ABSTRACT
Introduction
Preclinical, clinical, and population-based studies have provided evidence that anti-diabetic drugs affect bone metabolism and may affect the risk of fracture in diabetic patients.
Areas covered
An overview of the skeletal effects of anti-diabetic drugs used in type 2 diabetes is provided. Searches on AdisInsight, PubMed, and Medline databases were conducted up to 1st July 2020. The latest evidence from randomized clinical trials and population-based studies on the skeletal safety of the most recent drugs (DPP-4i, GLP-1RA, and SGLT-2i) is provided.
Expert opinion
Diabetic patients present with a higher risk of fracture for a given bone mineral density suggesting a role of bone quality in the etiology of diabetic fracture. Bone quality is difficult to assess in human clinical practice and the use of preclinical models provides valuable information on diabetic bone alterations. As several links have been established between bone and energy homeostasis, it is interesting to study the safety of anti-diabetic drugs on the skeleton. So far, evidence for the newest molecules suggests a neutral fracture risk, but further studies, especially in different types of patient populations (patients at risk or with history of cardiovascular disease, renal impairment, neuropathy) are required to fully appreciate this matter.
Article highlights
Patients suffering with type 1 and type 2 diabetes mellitus are at high risk of bone fracture and anti-diabetic drugs may interfere with skeletal physiology.

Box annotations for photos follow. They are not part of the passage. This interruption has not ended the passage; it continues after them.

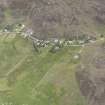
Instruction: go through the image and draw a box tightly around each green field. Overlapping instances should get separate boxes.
[0,35,85,105]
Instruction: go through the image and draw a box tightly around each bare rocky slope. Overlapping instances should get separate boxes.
[76,41,105,105]
[0,0,105,38]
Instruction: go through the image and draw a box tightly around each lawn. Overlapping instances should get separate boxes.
[0,35,85,105]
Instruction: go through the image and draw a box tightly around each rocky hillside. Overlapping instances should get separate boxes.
[0,0,105,38]
[76,41,105,105]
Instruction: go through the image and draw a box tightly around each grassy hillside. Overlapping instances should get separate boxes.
[0,35,85,105]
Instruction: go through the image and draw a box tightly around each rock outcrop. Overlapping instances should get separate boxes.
[76,41,105,105]
[0,0,105,38]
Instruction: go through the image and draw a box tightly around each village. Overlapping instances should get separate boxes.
[0,24,97,48]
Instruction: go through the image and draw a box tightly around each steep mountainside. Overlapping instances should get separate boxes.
[0,0,105,38]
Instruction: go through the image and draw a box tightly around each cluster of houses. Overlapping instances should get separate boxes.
[0,24,96,49]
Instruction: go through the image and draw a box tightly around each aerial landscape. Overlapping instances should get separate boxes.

Metformin has been associated in vitro with beneficial effects on bone health, but in vivo demonstration of this effect is lacking.
Thiazolidinediones have a negative impact on bone by promoting adipogenesis at the expense of osteoblastogenesis. However, early data from new selective PPARγ modulators suggest that adverse effects on bone are no longer an issue.
Sulfonylureas, and related meglitinides, are often considered as a control group in the assessment of bone effect of new oral anti-diabetic agent but data are scarce to ensure that these oral agents do not alter bone physiology.
GLP-1 receptor agonists and DPP-4 inhibitors do not seem to reduce the risk of fracture in clinical trials, despite promising effects in vitro and in preclinical studies.
Early reports with SGLT2 inhibitors suggested higher fracture risk but recent evidences support a neutral effect on this parameter.
Declaration of interest
The authors have no relevant affiliations or financial involvement with any organization or entity with a financial interest in or financial conflict with the subject matter or materials discussed in the manuscript. This includes employment, consultancies, honoraria, stock ownership or options, expert testimony, grants or patents received or pending, or royalties.
Reviewer disclosures
Peer reviewers on this manuscript have no relevant financial or other relationships to disclose.